Just like in Malcolm Gladwell’s Blink: The Power of Thinking Without Thinking many times our own intuition, innate ability or design sense can be a good primer to help us in a “blink” of an eye determine quickly if a design is a good one or not.
Honestly this will be the main acid test of whether any sketch stays on a table top or goes to the bin. Just like when someone looks at an advertising layout, you have only few precious seconds before a potential buyer loses interest in your design. Thus to do the same, stop, take a step back from your desk, and look at your concept again and ask your self “does it look good”. Chances are you will know what to do after that.
However a few conditions that such a strategy may not apply. For one this strategy is more targeted towards a designer with a few years of experience and a few products under his/her belt. Just like when someone comments on your design, you need to decide if that person is qualified to do so. So similarly you need to ask your self are you qualified to be able to determine what is a good design? Most senior or successful designers are able to. If you are somewhat fresh or have a history in making bad design decisions, or you find you have problems in proportions, you might like to hone and improve your design sense. To do that you would need to look at successful designs and ask yourself why these products or designs are successful. To see deeper into things not just look.
To me this design sense is one of the most important things to have if you want to be a successful designer, and perhaps why an experienced designers with a successful portfolio, will always be in very high demand. Oh one more thing I have seen experience designers or design managers who have poor design sense as well, so go figure? And guess what, they tendency to be not as successful.

  • Design Translator

    March 4, 2007 at 8:03 pm Reply

    Absolutely!

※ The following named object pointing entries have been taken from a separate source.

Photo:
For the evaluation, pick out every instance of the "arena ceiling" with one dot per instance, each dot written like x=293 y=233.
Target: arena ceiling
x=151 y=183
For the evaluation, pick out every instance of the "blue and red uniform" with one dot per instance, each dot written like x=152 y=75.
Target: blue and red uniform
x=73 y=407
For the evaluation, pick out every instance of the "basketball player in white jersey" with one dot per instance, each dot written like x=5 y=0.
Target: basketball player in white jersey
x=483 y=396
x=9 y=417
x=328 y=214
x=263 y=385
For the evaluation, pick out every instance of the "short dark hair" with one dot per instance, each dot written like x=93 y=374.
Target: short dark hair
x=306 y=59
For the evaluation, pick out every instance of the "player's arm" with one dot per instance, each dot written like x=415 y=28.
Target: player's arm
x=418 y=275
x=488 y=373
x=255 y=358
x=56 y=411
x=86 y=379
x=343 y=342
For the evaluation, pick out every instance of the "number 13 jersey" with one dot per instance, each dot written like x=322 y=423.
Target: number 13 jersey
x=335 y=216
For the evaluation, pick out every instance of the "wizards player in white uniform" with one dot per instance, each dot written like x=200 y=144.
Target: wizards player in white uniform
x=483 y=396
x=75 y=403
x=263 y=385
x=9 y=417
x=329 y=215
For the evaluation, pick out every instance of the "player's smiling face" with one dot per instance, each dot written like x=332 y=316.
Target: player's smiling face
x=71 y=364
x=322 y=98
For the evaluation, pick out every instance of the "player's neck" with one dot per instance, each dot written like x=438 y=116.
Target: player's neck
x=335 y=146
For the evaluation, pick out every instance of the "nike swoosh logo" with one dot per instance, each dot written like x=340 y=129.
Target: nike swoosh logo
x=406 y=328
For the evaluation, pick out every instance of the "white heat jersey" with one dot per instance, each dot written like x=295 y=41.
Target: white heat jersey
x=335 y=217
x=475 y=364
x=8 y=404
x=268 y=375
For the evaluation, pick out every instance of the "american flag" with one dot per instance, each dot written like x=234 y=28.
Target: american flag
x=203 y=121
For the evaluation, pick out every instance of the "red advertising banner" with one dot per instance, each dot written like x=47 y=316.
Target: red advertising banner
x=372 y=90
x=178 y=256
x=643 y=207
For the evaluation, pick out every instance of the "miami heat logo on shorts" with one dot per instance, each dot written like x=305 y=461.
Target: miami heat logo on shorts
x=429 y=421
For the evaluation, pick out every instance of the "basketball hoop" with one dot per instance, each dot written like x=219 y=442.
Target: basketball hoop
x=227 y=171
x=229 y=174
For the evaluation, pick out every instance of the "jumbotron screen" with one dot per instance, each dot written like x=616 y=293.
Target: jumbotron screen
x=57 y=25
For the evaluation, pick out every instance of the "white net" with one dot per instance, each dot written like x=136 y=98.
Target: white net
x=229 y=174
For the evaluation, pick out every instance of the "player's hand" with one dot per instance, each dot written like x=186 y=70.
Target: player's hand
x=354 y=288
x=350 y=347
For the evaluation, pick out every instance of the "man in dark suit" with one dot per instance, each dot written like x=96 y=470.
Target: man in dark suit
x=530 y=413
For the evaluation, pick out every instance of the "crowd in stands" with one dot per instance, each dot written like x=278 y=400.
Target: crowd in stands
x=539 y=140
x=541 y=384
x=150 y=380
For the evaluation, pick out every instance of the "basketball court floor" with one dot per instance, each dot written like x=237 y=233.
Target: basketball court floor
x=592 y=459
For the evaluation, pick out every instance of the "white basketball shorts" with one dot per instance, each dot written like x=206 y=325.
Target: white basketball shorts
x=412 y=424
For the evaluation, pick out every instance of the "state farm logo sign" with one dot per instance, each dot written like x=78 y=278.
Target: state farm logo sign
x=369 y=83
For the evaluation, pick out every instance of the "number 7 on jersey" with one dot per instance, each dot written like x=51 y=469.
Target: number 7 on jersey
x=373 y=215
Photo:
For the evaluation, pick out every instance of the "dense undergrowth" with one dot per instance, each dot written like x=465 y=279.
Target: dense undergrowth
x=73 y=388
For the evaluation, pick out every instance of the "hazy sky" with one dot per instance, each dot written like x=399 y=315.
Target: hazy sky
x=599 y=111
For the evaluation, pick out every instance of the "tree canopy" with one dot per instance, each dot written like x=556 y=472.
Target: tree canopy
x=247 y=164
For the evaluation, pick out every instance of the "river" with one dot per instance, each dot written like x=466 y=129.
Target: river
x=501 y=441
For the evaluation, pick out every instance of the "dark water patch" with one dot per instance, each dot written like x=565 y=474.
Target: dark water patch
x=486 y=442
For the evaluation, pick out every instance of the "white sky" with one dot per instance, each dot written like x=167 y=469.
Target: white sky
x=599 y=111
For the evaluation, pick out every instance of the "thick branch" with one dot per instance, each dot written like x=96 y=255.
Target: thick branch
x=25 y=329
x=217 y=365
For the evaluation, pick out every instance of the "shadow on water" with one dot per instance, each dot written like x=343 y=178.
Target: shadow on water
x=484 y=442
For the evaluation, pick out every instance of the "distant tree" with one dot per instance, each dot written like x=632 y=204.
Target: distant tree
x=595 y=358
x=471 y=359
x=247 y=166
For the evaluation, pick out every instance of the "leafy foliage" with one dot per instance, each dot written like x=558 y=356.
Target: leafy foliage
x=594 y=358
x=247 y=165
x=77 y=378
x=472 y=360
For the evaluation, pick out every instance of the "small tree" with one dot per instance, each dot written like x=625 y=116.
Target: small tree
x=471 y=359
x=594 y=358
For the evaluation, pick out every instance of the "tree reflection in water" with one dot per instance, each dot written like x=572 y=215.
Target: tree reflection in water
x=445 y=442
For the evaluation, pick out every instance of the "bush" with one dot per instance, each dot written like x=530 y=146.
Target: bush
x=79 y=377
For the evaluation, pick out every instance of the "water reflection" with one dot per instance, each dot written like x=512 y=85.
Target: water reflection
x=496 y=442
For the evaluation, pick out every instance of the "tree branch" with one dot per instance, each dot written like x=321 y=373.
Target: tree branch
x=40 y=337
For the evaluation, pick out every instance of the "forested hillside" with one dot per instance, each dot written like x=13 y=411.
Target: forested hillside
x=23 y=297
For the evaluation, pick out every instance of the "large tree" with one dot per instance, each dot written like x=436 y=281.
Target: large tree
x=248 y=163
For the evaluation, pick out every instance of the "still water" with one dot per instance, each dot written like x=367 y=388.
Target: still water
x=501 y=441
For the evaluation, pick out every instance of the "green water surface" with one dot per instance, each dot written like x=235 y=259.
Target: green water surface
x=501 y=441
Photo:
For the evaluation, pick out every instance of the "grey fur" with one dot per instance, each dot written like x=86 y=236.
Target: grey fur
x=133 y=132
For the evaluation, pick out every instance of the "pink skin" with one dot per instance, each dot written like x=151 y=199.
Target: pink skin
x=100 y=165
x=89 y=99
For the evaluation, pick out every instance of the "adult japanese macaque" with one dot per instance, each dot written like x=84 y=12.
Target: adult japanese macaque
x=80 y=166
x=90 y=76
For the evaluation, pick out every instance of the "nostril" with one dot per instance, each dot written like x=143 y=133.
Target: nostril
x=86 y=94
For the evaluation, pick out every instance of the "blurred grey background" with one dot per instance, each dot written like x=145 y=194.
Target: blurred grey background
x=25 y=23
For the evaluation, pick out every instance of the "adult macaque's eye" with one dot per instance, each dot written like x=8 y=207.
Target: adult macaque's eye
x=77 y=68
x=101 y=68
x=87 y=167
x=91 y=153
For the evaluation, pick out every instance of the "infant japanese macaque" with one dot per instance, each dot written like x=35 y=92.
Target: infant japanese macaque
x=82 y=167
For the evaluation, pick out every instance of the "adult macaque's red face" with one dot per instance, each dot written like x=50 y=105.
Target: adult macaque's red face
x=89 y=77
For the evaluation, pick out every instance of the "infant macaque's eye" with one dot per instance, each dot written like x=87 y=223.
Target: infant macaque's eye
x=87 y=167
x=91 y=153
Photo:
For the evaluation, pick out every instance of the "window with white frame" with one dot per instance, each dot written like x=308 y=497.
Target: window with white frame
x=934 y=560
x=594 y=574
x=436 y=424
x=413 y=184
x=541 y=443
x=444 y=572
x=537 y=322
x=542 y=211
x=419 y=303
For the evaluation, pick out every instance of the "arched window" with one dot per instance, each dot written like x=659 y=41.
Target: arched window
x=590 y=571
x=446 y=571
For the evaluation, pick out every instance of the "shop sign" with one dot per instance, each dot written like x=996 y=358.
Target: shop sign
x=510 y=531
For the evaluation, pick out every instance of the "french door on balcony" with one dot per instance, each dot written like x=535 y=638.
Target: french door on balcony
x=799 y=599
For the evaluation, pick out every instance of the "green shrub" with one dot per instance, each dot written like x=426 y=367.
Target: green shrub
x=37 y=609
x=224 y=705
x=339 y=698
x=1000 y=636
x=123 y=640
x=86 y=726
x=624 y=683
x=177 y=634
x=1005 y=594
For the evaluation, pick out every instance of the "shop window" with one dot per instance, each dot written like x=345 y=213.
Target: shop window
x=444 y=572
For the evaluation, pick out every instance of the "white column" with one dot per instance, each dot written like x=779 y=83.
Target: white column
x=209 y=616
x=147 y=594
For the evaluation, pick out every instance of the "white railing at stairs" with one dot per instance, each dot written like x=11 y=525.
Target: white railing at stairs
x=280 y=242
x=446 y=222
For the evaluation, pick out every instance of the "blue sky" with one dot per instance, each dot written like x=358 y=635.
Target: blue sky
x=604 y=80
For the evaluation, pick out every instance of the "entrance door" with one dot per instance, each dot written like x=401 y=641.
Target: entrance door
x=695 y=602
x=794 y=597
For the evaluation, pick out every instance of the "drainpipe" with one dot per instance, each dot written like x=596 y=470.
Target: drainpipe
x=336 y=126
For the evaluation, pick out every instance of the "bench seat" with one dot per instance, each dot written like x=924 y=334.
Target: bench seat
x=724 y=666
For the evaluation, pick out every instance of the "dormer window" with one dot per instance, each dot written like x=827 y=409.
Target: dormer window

Sometimes we just need to go back and rely on common sense and logic. But the problem is designers tend to get myopic when they work so long on a particular project.
    Thanks for visiting!

  • William Lehman

    March 4, 2007 at 4:28 am Reply

    It seems to come back to the root of why we create in the first place. Besides just being functional. I can tell if a chair is a successful design by sitting in it and seeing if it is comfortable. Why is such a foundational principal so often looked over and ignored though?
    Design is something that looks at big picture elements. We can look too close, too long on something and lose focus of the original intent very easily. What becomes skewed is the intent. Which is probably the sign of a burnt-out designer.